Structuring Your Figma File for MCP

Structuring your Figma file for MCP output quality follows the same principles as structuring it for developer handoff, but with stricter enforcement. Name every component and layer descriptively — the MCP server returns layer names as-is, so Frame 457 in the AI context produces frame457 in the generated code. Use Figma Variables for all color, spacing, and typography tokens; the MCP server exposes variable names alongside values, and Code Connect can map them to your codebase token names. Enable Auto Layout on all container frames — without Auto Layout, the agent has to infer layout intent from absolute positioning, which produces brittle CSS. Keep each Figma page focused: a Components page, a Screens page, and a Tokens page are easier to query than a single sprawling canvas.

Team Workflow Recommendations

  • Commit .figma.tsx Code Connect files alongside component source — treat them as first-class code, not documentation
  • Run Code Connect publish in CI — prevents stale mappings from drifting out of sync with the component implementation
  • Create a shared Figma MCP config file in your repo’s .claude/mcp.json and .cursor/mcp.json — no per-developer setup
  • Document the “canonical frame” for each screen — a named, top-level frame that is always the reference for AI-driven implementation
  • Review generated code against the Figma source at PR time — add a Figma frame URL to the PR description so reviewers can compare visually

FAQ

Does the Figma MCP server work with free Figma accounts?

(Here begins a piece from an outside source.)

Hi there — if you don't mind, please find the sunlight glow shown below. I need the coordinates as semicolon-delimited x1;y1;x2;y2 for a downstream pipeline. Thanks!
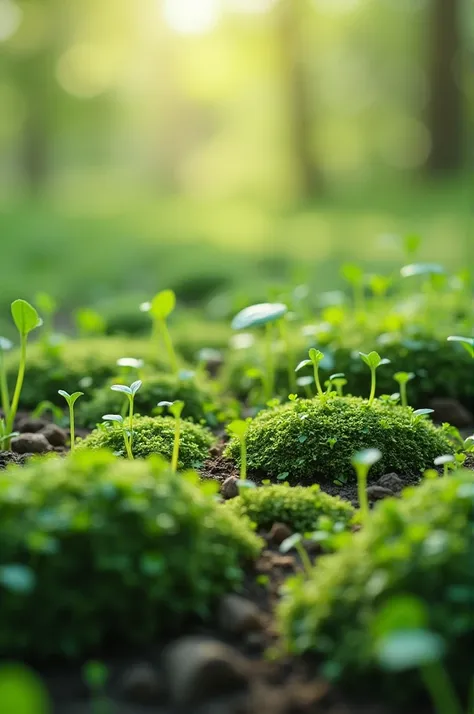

Yes. The remote server at https://mcp.figma.com/mcp works on all Figma plans including the free Starter plan. You only need a Figma account and a personal access token with file:read scope. The desktop server (for selection-based context) requires a Dev or Full seat.

What is the difference between the Figma MCP server and Figma Dev Mode? Figma Dev Mode is a UI layer in the Figma app that shows developers CSS, spacing, and asset specs. The MCP server is a protocol endpoint that exposes the same underlying data to AI agents programmatically. Dev Mode is for manual inspection; the MCP server is for AI-driven code generation. You can use both — Dev Mode for understanding, MCP for generating.

Can I use the Figma MCP server without Code Connect? Yes, but code quality is significantly lower. Without Code Connect, the agent generates generic HTML/JSX with hardcoded values. Current data suggests 85–90% styling inaccuracy without Code Connect, meaning most AI-generated code will need substantial manual correction. If your design system is small or you’re prototyping, the remote server alone may be good enough; for production use, Code Connect is worth the investment.

How do I scope the Figma MCP context to a single frame instead of the whole file? Append ?node-id=FRAME_ID to the Figma URL in your prompt. Get the exact node ID by right-clicking a frame in Figma and selecting “Copy link to selection.” This dramatically reduces the token footprint of the MCP response and focuses the agent on the component you’re implementing.

Does the Figma MCP server support frameworks other than React? Yes. The Figma MCP server is framework-agnostic — it returns design metadata, not React code. Code Connect has official support for React, iOS (SwiftUI), and Android (Jetpack Compose), and community packages cover Vue, Angular, Svelte, and HTML/CSS. The AI agent translates the design metadata into whatever framework you specify in your prompt.